Une manière de rappeler que si le monde a les yeux tournés vers la Chine, l’Inde ne doit pas rougir de ses progrès. La première visite officielle d’Obama en Indonésie, pays dans lequel il a passé une partie de son enfance, est hautement symbolique, et pas uniquement pour des raisons personnelles. Dans le premier pays musulman de la planète, où il est très populaire, le président américain souhaite relancer le dialogue avec le monde musulman, amorcé au Caire l’an dernier.

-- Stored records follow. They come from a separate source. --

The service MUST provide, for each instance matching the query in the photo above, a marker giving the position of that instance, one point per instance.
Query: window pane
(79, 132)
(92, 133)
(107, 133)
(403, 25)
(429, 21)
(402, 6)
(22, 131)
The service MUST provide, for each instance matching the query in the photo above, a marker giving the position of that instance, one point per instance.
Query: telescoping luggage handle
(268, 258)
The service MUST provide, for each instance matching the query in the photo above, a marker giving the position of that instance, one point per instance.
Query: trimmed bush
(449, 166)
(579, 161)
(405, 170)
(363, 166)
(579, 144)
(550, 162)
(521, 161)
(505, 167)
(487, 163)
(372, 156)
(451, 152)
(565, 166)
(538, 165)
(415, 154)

En terminant sa tournée au Japon, où il participera à un forum économique Asie-Pacifique, Obama va chercher à conforter le partenariat stratégique Washington-Tokyo, qui a fortement souffert ces dernières années de la question des bases américaines, et rappeler, comme Hillary Clinton l’avait fait lors de son premier déplacement à l’étranger en tant que secrétaire d’État, que le Japon reste la pierre angulaire de la politique américaine en Asie-Pacifique.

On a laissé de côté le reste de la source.